Prove that if $y'=f(x,y),y(x_0)=y_0$ is invariant under the transformation $(x,y) \mapsto (-x,-y)$, then $y(-x)=-y(x)$ provided the existence How to make a clear justification for the proposition:
If $y'=f(x,y),y(x_0)=y_0$ is invariant under the transformation $(x,y) \mapsto  (-x,-y)$, then $y(-x)=-y(x)$ provided the existence of solution.
For instance, $u(x)=-y(-x)$ can also satisfy the ODE $z'(x)=z(x)^2,~z(x_0)=z_0$, but how it is necessary whenever the ODE is invariant under $(x,y) \mapsto  (-x,-y)$?
 A: Assuming that the transformation is in the sense that the original initial condition $y(x_0)=y_0$ is transformed into $-y(-x_0)=-y_0$ the statement is not true. Consider the ODE $y'(x)=0, y(0)=1$ is invariant under the transformation, but its solution $y(x)=1$ is not an odd function. This is the case regardless of whether $y'(x)$ is transformed into $-y'(-x)$ or into
$$
  \frac{\partial}{\partial x} (-y)(-x) = -\frac{\partial}{\partial x} (y)(-x) = y'(-x),
$$
so the contra-example is valid under both interpretations of symmetry.
If the transformation was in the sense that the initial condition $y(x_0)=y_0$ is transformed into $-y(-x_0)=y_0$, then the statement would fail for other reasons as well.

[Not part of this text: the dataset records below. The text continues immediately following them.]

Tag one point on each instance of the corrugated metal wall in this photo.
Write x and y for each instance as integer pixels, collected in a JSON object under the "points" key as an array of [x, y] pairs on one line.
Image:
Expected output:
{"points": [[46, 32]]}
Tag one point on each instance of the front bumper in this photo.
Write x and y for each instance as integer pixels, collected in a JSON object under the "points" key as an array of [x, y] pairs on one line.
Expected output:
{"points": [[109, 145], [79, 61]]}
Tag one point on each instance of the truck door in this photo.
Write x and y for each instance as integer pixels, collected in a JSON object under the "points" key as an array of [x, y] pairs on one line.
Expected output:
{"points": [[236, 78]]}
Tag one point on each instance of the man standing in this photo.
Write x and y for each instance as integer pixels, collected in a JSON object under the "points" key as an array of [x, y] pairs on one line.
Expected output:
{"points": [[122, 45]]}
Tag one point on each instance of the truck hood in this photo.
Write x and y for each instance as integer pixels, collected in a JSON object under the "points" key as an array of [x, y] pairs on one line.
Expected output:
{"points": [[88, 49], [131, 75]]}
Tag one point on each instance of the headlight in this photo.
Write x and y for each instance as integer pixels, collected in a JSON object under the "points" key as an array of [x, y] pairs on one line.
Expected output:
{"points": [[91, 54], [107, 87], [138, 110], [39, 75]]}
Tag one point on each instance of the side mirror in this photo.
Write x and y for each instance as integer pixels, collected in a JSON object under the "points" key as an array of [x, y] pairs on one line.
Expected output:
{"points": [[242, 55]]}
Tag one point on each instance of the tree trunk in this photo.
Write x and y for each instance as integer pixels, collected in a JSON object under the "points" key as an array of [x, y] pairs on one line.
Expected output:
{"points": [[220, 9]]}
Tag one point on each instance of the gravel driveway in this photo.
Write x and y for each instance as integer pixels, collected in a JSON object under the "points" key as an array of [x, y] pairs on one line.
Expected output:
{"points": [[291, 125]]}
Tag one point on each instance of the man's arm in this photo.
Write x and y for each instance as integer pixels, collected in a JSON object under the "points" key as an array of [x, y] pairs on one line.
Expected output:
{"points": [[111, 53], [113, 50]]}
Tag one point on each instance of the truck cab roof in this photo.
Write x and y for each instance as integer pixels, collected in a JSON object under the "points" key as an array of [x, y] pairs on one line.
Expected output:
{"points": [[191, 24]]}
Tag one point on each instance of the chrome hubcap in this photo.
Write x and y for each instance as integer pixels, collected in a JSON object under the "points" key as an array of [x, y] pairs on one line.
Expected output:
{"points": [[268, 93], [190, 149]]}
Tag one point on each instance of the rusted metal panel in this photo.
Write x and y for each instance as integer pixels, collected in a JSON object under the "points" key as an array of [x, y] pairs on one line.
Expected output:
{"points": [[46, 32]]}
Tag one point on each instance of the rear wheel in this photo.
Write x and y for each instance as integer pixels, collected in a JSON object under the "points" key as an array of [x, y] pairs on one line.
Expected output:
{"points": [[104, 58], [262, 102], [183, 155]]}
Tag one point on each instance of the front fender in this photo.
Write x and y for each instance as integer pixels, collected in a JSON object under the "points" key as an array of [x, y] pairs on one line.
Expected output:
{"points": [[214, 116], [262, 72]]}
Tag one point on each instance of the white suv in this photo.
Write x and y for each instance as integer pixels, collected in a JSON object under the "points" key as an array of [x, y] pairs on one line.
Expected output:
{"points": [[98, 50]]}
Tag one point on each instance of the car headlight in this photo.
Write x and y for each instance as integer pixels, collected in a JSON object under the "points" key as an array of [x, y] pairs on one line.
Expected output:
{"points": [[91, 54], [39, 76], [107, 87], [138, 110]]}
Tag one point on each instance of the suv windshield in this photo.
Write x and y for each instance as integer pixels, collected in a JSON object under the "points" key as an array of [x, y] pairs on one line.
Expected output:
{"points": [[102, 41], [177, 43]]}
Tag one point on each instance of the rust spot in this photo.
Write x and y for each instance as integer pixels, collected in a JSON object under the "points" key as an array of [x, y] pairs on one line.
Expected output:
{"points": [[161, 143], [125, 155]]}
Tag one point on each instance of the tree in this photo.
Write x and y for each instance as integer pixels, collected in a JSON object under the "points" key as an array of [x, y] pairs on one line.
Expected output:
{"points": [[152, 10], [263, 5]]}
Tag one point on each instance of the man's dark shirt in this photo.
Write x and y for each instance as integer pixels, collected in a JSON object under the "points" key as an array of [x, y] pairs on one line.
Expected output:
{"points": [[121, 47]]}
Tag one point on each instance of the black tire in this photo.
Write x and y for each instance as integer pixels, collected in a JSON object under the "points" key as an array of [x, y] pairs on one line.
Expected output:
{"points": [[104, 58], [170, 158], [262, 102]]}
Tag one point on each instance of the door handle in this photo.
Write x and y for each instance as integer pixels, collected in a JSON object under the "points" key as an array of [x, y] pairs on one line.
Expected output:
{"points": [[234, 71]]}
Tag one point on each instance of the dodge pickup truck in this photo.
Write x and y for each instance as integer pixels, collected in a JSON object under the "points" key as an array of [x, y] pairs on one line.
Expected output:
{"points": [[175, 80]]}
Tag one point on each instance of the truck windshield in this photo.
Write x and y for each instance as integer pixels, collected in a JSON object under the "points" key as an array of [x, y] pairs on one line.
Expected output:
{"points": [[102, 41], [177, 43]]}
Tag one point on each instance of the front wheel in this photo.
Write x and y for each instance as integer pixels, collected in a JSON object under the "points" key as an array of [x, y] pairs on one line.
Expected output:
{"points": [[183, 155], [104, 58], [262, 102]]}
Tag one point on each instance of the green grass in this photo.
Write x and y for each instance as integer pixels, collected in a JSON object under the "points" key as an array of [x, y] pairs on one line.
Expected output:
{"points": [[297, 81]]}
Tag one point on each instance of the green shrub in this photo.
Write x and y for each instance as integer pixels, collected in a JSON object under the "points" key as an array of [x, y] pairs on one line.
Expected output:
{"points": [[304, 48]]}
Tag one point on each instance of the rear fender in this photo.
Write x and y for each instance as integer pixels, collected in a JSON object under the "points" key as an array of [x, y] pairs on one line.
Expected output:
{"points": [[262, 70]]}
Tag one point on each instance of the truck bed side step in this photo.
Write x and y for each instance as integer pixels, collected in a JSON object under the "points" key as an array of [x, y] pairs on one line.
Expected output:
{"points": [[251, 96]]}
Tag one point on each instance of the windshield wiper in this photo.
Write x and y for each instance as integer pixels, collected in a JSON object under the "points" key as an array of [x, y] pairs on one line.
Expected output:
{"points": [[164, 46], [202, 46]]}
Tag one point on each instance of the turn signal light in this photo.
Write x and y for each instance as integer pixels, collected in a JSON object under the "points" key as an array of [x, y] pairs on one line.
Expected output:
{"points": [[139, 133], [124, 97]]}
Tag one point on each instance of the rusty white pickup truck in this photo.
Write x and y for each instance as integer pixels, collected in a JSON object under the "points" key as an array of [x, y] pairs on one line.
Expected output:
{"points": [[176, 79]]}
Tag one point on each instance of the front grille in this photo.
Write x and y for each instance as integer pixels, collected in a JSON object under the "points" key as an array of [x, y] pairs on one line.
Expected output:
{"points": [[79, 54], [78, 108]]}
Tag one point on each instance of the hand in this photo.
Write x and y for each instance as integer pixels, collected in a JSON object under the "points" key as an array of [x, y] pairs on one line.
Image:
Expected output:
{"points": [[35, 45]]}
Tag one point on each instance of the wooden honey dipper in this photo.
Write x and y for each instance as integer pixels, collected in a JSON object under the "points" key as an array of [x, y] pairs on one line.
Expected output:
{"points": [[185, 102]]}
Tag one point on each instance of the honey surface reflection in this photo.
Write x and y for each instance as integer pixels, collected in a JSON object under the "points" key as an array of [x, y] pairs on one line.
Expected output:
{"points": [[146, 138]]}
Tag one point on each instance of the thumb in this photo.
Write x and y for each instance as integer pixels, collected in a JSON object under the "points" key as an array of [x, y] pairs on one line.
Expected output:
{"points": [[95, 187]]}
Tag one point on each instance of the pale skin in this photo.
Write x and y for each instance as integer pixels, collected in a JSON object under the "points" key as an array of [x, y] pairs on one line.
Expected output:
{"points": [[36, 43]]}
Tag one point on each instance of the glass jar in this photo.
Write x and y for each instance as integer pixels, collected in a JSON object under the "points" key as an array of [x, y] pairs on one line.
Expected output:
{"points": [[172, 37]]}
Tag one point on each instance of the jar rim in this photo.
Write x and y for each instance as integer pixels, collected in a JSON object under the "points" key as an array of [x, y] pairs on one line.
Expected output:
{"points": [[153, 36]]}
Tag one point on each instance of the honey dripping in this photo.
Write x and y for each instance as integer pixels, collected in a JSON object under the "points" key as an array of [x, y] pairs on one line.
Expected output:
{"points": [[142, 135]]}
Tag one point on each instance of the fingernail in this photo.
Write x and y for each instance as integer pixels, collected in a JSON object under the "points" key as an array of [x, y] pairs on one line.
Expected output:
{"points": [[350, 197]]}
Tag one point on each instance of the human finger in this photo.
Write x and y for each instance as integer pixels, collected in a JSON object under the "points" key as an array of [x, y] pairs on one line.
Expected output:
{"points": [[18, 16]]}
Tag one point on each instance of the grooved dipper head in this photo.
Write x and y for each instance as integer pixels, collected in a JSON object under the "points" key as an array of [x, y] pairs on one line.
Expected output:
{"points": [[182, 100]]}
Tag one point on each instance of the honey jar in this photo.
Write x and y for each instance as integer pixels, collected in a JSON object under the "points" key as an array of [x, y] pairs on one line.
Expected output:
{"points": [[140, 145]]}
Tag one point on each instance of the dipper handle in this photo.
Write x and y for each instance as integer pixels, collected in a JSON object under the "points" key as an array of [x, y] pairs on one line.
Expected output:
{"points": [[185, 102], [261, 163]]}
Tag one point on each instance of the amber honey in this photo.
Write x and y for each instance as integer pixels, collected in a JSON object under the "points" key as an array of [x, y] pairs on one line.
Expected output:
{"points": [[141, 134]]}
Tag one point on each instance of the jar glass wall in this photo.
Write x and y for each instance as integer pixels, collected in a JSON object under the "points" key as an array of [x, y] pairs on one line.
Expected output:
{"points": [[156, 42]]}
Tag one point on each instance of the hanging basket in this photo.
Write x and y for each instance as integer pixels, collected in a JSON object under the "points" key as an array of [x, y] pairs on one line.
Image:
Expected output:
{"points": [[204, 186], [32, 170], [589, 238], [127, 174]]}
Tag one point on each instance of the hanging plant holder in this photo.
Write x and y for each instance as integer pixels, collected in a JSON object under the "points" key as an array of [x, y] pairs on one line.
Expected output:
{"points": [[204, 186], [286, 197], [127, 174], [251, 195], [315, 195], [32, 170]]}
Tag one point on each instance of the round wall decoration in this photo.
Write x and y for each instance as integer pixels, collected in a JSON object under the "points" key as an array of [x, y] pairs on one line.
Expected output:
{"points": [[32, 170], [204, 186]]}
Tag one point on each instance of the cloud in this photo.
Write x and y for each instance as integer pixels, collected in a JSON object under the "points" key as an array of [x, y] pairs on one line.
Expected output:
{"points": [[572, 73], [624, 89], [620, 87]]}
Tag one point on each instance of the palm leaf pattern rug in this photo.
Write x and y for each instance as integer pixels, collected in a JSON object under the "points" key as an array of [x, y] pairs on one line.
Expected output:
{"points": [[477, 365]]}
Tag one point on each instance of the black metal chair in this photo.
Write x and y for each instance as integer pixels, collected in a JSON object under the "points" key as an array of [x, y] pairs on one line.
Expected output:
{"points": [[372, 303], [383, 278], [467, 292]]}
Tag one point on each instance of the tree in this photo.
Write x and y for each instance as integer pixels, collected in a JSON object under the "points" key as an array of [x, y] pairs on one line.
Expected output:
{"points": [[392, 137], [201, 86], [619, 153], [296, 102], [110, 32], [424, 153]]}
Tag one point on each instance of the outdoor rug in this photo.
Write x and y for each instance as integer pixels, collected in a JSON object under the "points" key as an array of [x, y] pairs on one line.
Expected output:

For example the ODE $y'(x)=y^2(x)$ and $y'(x)=y^3(x)$ (each of which is symmetric in one of the sense) has solution trajectories for each initial conditions that are not odd functions.
A: This statement is correct if the full IVP is symmetric in this sense.

*

*As the initial time is invariant under sign change, $x_0=0$ follows.

*As the initial value is invariant under sign change, $y_0=0$ follows.

In consequence, for $z(x)=-y(-x)$, it follows that
$$
z'(x)=y'(-x)=f(-x,y(-x))=f(-x,-z(x))=f(x,z(x))
$$
so that $z$ is another solution to the same IVP, so from uniqueness it follows that $z=y$ or $y(-x)=-y(x)$.
In the mentioned examples $y'=y^m$, the solution through the origin is always the zero-function, so that the symmetry is trivial.
As another example, the solution of $y'=x^2+y^2$ through the origin is a non-trivial odd function. The same goes for $y'=1+y^2$.